A tenant in Aberdeen made a habitability complaint under South Dakota residential tenancy law and requested that the landlord make necessary repairs. Within 60 days, the landlord reduced the tenant’s access to shared amenities and threatened eviction over a minor lease violation never previously enforced. The proximity to the complaint and the selective enforcement of lease terms support a retaliation claim under SDCL § 43-32-27.1.

Common Mistakes South Dakota Tenants Make

Waiting too long after retaliation to file a claim. While there is no explicit statute of limitations in SDCL § 43-32-27.1 for retaliation claims, other aspects of tenant claims have time limits. Once 90 days pass, you lose the presumption and must prove causation directly—which is much harder. Report retaliation as soon as it happens.

Failing to document the protected activity. Landlords will claim they never received your complaint or that it wasn’t serious enough to warrant action. Send complaints in writing, keep copies, and use certified mail or emails that create a clear record. Verbal complaints are nearly impossible to prove months later.

Not preserving evidence of the landlord’s intent. Statements the landlord made about your complaint, angry texts or emails, or comments from maintenance workers about “that complaining tenant” all support your case. Save every communication. Deleted texts or emails cannot help you in court.
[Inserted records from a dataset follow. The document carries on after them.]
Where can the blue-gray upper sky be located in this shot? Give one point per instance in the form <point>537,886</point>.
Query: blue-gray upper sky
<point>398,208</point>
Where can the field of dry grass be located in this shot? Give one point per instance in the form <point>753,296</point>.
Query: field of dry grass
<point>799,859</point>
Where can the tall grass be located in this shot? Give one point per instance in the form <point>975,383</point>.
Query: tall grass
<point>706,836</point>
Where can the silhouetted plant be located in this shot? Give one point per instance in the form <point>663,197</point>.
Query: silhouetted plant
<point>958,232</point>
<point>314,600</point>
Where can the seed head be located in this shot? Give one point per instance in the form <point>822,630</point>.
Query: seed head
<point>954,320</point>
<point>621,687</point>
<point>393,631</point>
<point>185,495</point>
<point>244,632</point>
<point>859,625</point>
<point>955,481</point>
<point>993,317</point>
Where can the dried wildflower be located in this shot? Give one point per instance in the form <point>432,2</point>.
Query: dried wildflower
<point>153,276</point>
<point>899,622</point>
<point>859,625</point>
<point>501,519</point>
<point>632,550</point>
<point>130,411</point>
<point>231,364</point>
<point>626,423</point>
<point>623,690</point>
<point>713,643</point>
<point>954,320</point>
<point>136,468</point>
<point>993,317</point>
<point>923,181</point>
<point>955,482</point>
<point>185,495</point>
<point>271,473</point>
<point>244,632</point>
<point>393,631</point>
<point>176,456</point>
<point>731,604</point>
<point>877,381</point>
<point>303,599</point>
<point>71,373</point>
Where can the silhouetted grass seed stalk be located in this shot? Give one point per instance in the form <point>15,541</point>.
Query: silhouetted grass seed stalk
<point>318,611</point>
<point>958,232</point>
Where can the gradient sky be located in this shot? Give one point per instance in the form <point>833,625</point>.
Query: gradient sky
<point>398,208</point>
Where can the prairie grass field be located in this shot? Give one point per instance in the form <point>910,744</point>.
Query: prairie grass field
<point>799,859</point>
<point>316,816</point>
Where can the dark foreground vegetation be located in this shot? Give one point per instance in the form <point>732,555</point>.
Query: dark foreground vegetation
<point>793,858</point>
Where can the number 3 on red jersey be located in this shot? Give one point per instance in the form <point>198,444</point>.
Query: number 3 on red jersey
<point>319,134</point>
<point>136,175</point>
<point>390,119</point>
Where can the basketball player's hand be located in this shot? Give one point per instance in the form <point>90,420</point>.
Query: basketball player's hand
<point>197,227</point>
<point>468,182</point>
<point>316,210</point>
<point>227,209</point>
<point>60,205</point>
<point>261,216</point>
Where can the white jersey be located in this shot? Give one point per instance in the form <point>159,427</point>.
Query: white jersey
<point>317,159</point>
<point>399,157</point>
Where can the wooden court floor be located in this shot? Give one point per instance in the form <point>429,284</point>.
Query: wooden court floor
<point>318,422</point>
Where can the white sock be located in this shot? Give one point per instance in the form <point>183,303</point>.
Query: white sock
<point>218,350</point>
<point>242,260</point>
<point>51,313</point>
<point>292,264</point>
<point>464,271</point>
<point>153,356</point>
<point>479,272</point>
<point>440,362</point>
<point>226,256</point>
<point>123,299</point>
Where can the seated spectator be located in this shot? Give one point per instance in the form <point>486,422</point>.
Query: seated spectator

How to Take Action Against Retaliation in South Dakota

  1. Document everything immediately — Write down dates, times, what you complained about, and when the adverse action occurred. Keep all correspondence.
  2. Send a written complaint to the landlord — If you believe retaliation is happening, send a certified letter to the landlord stating your concern and requesting a written explanation. Keep proof of delivery.
  3. Report the retaliation to the South Dakota Attorney General’s Office, Consumer Protection — File a complaint at 605-773-4400 or online at the AG website (consumerprotection.sd.gov).
  4. Contact a South Dakota tenant rights attorney — Organizations like the South Dakota Tenants Union or legal aid societies can connect you with an attorney who handles retaliation claims and can pursue damages.
  5. Consider small claims or civil court — If damages are within small claims limits, you can file in circuit court. For larger damages (actual costs plus attorney fees), consult an attorney about filing a civil suit.

Statute of Limitations

South Dakota does not specify an explicit statute of limitations for retaliation claims under SDCL § 43-32-27.1. However, general South Dakota civil claims have a three-year statute of limitations. Retaliation claims should be filed as soon as possible after the adverse action, both to preserve evidence and to maximize the strength of your presumption (which applies only within 90 days of the protected activity).


Disclaimer: This article provides general legal information about South Dakota landlord retaliation law as of March 2026. It is not a substitute for legal advice from a licensed South Dakota attorney. Retaliation laws are complex and fact-specific. Consult a tenant rights attorney in your area for advice on your particular situation.